Obama picks tough SEC nominee, renominates consumer watchdog

Olivier Knox

President Barack Obama announced Thursday that he has picked career white-collar crime prosecutor Mary Jo White to head the Securities and Exchange Commission, which polices financial markets. And Obama set up a fight with Senate Republicans by renominating Richard Cordray to lead the Consumer Financial Protection Bureau (CFPB), which they oppose.

Obama noted that he pushed a sweeping overhaul of Wall Street rules through Congress in 2010, but underlined: "It’s not enough to change the law. We also need cops on the beat to enforce the law."

He added: "These are people with proven track records. They are going to look out for the American people, for American consumers, and make sure that our marketplace works better—more transparently, more efficiently, more effectively. So I again would urge the Senate to confirm both of them as quickly as possible."
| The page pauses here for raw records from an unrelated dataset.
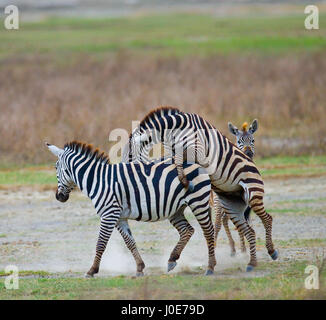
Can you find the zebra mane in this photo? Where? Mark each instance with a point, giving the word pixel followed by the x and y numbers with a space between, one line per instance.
pixel 88 150
pixel 160 111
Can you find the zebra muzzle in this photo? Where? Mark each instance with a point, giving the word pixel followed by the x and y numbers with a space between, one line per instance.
pixel 61 197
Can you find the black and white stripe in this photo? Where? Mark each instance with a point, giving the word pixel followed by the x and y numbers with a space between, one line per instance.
pixel 137 191
pixel 234 176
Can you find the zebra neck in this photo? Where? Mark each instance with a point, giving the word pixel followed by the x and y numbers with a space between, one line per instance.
pixel 89 174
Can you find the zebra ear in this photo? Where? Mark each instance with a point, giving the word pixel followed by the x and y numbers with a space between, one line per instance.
pixel 233 129
pixel 253 127
pixel 55 150
pixel 141 138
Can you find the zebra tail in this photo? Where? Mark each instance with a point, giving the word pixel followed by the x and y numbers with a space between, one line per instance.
pixel 247 214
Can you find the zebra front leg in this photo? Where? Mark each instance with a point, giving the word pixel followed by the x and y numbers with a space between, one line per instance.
pixel 204 219
pixel 130 242
pixel 108 222
pixel 185 231
pixel 256 204
pixel 243 227
pixel 242 242
pixel 218 217
pixel 228 233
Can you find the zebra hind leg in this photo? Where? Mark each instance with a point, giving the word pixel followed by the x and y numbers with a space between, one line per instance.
pixel 218 223
pixel 130 242
pixel 242 242
pixel 108 222
pixel 185 231
pixel 228 233
pixel 205 221
pixel 243 227
pixel 256 203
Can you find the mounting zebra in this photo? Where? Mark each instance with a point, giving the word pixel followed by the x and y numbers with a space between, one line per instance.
pixel 235 178
pixel 246 143
pixel 137 191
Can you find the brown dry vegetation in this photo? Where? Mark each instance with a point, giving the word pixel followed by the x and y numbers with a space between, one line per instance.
pixel 84 98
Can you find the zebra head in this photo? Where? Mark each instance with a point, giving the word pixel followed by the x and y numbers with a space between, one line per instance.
pixel 138 147
pixel 65 182
pixel 245 138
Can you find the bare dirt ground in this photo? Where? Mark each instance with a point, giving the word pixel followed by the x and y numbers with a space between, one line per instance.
pixel 39 233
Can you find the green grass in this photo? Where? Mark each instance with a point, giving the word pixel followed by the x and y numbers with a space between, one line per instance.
pixel 177 34
pixel 283 281
pixel 292 166
pixel 269 168
pixel 25 273
pixel 28 177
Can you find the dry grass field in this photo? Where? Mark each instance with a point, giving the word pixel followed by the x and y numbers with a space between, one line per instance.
pixel 75 78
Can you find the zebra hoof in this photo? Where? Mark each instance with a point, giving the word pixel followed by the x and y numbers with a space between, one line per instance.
pixel 89 275
pixel 249 268
pixel 171 265
pixel 191 186
pixel 274 255
pixel 209 272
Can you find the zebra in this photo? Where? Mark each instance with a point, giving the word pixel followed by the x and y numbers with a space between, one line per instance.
pixel 246 143
pixel 135 191
pixel 234 176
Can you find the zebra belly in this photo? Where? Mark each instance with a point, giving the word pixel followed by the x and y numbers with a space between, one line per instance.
pixel 224 186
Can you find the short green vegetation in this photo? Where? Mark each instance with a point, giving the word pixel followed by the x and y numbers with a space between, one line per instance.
pixel 176 34
pixel 282 281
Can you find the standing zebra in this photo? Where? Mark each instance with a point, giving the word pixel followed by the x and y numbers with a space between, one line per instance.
pixel 234 177
pixel 246 143
pixel 135 191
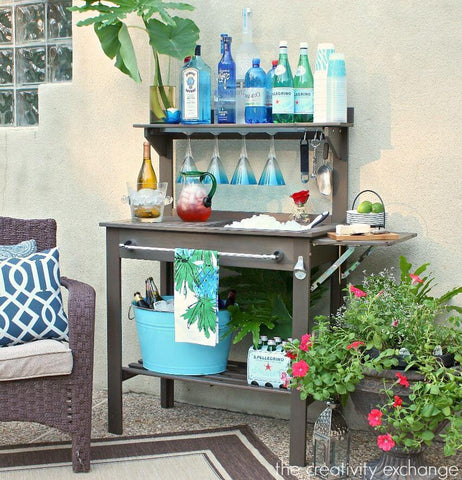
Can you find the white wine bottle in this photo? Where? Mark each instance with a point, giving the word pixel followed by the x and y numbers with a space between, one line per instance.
pixel 147 177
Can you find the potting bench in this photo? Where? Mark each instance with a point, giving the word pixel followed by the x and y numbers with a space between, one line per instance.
pixel 264 249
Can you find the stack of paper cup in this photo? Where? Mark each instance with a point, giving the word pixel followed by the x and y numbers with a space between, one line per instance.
pixel 336 89
pixel 320 81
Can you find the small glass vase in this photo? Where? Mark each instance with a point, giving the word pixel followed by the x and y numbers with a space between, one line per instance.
pixel 163 105
pixel 299 214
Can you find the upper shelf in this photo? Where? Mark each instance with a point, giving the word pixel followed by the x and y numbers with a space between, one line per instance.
pixel 159 133
pixel 257 130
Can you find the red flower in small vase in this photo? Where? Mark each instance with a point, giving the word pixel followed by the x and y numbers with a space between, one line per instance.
pixel 415 279
pixel 402 380
pixel 357 292
pixel 300 369
pixel 385 442
pixel 301 197
pixel 305 342
pixel 375 417
pixel 355 345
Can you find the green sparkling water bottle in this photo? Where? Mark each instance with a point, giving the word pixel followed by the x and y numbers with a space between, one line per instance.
pixel 303 88
pixel 283 88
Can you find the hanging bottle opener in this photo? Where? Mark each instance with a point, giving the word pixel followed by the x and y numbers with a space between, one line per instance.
pixel 304 160
pixel 314 143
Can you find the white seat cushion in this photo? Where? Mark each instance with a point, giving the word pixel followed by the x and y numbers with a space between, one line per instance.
pixel 42 358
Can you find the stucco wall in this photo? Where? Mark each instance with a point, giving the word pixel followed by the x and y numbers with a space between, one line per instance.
pixel 404 77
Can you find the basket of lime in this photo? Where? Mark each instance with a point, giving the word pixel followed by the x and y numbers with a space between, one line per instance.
pixel 368 212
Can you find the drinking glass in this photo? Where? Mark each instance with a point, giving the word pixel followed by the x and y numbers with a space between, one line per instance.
pixel 271 174
pixel 188 163
pixel 243 174
pixel 216 167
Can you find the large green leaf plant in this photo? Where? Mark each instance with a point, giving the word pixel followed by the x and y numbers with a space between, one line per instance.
pixel 168 34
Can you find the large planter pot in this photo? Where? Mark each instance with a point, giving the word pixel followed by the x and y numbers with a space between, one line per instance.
pixel 395 464
pixel 367 393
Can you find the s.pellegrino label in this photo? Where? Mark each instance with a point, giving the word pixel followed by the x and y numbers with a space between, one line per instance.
pixel 255 97
pixel 304 100
pixel 190 86
pixel 283 100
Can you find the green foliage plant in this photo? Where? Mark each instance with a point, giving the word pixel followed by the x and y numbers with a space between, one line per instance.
pixel 382 321
pixel 264 302
pixel 168 34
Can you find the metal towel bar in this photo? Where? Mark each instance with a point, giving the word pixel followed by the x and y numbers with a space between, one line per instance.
pixel 277 256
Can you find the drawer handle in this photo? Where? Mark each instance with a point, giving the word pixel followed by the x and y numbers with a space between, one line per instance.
pixel 276 256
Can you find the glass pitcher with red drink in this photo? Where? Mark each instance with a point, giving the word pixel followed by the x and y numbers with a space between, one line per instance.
pixel 195 200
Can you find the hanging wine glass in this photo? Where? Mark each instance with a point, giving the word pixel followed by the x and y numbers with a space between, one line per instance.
pixel 243 174
pixel 188 164
pixel 216 167
pixel 271 174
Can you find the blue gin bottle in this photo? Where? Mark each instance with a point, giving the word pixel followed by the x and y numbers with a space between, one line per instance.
pixel 196 98
pixel 255 83
pixel 226 91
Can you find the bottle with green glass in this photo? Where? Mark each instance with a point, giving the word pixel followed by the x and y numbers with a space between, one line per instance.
pixel 283 88
pixel 303 88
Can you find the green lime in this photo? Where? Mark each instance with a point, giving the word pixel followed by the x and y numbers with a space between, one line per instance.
pixel 365 207
pixel 377 207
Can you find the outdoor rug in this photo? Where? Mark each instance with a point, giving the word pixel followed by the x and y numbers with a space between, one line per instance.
pixel 233 453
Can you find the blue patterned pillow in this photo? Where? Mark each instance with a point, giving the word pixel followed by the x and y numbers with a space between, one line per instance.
pixel 31 306
pixel 23 249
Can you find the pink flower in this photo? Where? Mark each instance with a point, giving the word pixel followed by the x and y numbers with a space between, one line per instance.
pixel 357 292
pixel 355 345
pixel 415 279
pixel 301 197
pixel 306 342
pixel 385 442
pixel 402 380
pixel 300 369
pixel 375 417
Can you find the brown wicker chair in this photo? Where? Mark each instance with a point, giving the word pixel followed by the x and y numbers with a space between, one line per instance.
pixel 63 402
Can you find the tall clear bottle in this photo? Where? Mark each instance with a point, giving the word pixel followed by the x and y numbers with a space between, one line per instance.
pixel 244 55
pixel 146 177
pixel 303 88
pixel 226 92
pixel 283 88
pixel 196 101
pixel 269 91
pixel 255 82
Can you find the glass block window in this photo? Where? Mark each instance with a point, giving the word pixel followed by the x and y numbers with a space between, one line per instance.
pixel 35 47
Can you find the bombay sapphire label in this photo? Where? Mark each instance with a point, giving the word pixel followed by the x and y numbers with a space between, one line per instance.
pixel 304 101
pixel 190 107
pixel 283 100
pixel 254 97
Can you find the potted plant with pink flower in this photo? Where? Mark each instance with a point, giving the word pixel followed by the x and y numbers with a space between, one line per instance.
pixel 388 323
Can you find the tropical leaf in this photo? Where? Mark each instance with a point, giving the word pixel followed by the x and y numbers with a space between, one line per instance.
pixel 116 42
pixel 204 313
pixel 175 40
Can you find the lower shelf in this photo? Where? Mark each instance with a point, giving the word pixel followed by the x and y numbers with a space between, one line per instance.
pixel 235 376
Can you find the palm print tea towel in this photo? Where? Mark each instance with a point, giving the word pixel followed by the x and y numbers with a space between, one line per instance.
pixel 196 289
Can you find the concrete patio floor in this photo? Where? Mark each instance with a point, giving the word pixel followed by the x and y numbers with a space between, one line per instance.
pixel 143 416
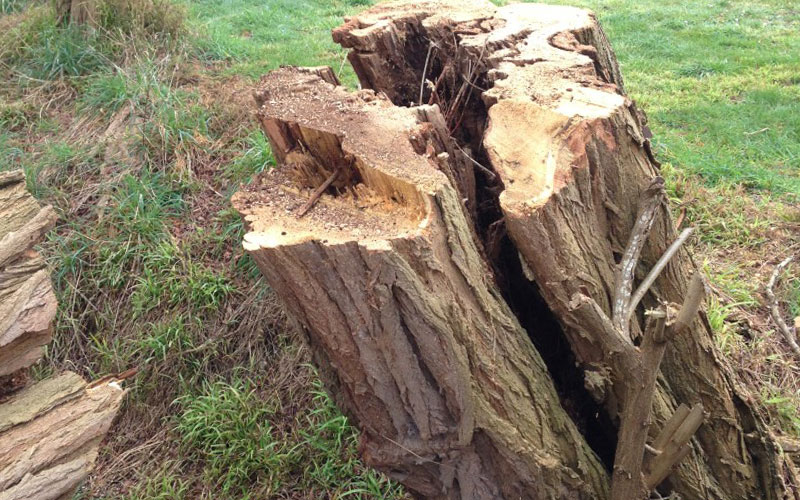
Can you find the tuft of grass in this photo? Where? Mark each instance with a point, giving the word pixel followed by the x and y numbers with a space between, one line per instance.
pixel 245 452
pixel 138 129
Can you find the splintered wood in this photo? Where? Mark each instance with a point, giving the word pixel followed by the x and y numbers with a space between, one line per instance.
pixel 382 232
pixel 50 431
pixel 398 305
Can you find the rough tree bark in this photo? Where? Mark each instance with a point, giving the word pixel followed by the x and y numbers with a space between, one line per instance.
pixel 49 431
pixel 529 122
pixel 387 281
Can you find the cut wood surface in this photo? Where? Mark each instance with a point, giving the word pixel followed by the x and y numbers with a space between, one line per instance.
pixel 573 155
pixel 428 250
pixel 50 431
pixel 385 277
pixel 27 301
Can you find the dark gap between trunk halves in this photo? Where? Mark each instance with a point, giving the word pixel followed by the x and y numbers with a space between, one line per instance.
pixel 467 124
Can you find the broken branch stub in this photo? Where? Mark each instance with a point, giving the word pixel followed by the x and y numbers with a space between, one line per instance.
pixel 385 278
pixel 538 98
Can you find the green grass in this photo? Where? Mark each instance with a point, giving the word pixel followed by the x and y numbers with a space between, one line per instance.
pixel 718 80
pixel 146 259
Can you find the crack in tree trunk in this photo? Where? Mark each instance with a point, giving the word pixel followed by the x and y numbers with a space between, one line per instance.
pixel 531 131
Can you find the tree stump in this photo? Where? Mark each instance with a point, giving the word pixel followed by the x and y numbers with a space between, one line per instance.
pixel 385 277
pixel 546 169
pixel 50 431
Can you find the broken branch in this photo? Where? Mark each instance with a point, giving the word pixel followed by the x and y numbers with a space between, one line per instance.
pixel 656 271
pixel 652 199
pixel 318 192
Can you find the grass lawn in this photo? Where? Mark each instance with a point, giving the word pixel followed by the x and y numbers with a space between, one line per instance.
pixel 139 132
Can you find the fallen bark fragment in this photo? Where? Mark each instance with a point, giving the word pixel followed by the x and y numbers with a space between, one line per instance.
pixel 27 302
pixel 50 431
pixel 385 277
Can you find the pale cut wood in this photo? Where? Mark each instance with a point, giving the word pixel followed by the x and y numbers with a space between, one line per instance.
pixel 550 112
pixel 50 433
pixel 385 278
pixel 27 301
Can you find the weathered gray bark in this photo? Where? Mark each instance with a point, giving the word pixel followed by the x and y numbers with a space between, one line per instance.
pixel 27 302
pixel 383 232
pixel 554 123
pixel 49 431
pixel 387 281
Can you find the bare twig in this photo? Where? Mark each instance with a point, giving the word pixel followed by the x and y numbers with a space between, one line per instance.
pixel 675 445
pixel 492 176
pixel 651 200
pixel 691 304
pixel 774 309
pixel 425 72
pixel 656 271
pixel 318 192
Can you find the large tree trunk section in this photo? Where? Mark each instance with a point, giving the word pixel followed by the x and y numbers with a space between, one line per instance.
pixel 50 431
pixel 385 277
pixel 535 92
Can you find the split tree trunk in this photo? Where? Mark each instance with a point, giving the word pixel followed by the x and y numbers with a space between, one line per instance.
pixel 50 431
pixel 387 281
pixel 388 274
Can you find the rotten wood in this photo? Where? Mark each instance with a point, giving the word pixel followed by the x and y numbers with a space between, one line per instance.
pixel 27 301
pixel 788 334
pixel 574 157
pixel 398 306
pixel 50 433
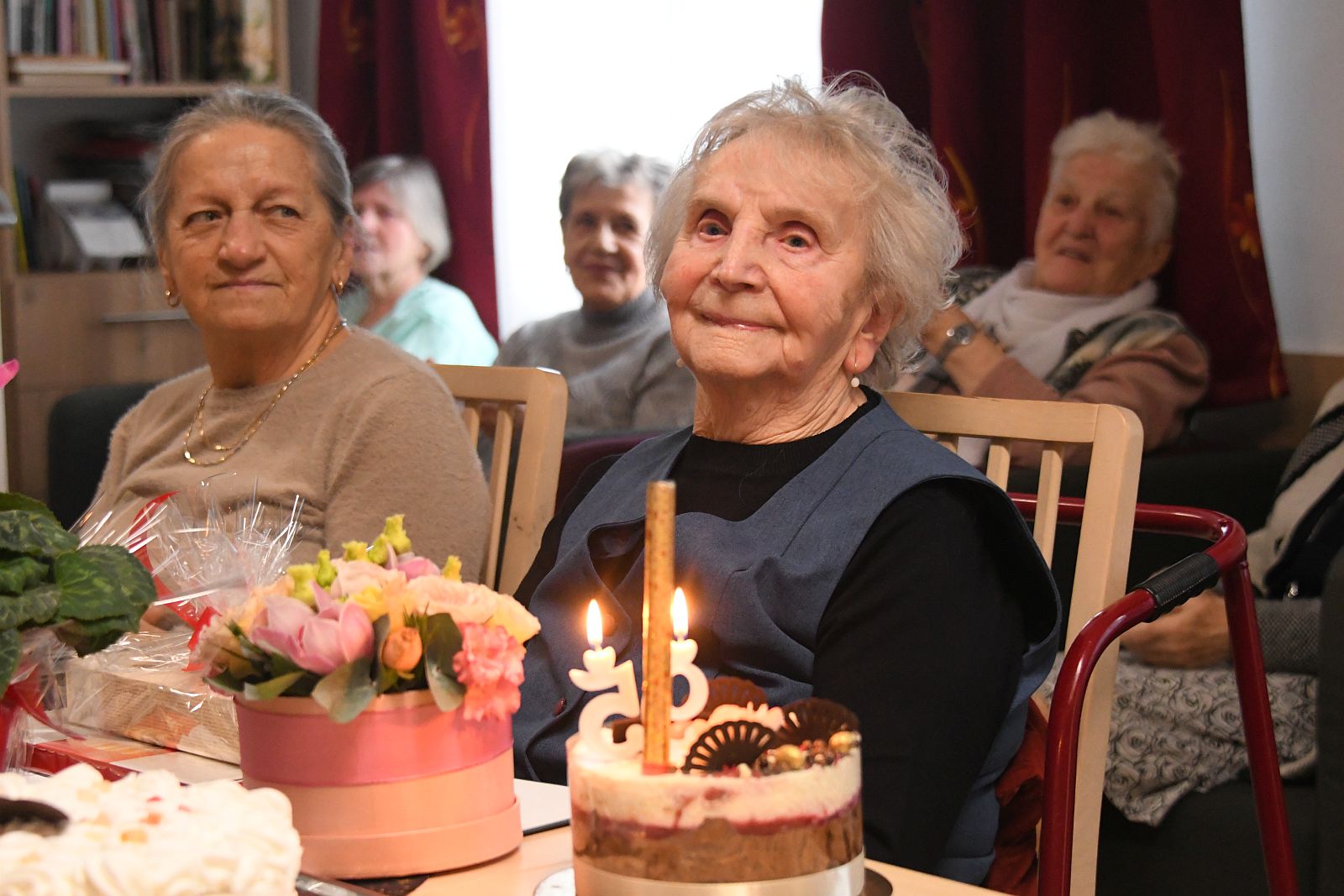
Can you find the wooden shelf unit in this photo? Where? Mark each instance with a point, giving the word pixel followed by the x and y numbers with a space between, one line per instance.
pixel 77 329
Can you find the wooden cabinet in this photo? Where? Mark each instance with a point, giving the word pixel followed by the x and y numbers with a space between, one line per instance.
pixel 71 331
The Senate GOP blocked Cordray’s nomination in 2011 as part of an effort to water down the CFPB’s powers, calling the bureau unaccountable and warning it could trammel legitimate businesses. That led Obama to use his presidential power to appoint him to the post during a Senate recess, bypassing lawmakers.

The nominations could set up new confirmation battles at the dawn of his second term. Some Republican senators have signaled that they will oppose his choice for defense secretary, Republican Chuck Hagel, a former senator.

(The president’s liberal critics have frequently complained that his administration never prosecuted major Wall Street figures over shady business practices thought to have fueled the 2007-2008 global financial meltdown.)

White was the first woman to serve as U.S. Attorney for the Southern District of New York, making her the top federal prosecutor for an area that includes Wall Street. Among White's notable tasks: She led the case against convicted mobster John Gotti, as well as against the terrorists who struck the World Trade Center in 1993, and the American embassies in Kenya and Tanzania in 1998.

On Thursday, she vowed to "fulfill the agency’s mission to protect investors, and to ensure the strength, efficiency and the transparency of our capital markets."

Cordray, whose recess appointment expires at the end of 2013, declared, "Our mission is to stand on the side of consumers—our mothers and fathers, sisters and brothers, sons and daughters—and see that they’re treated fairly."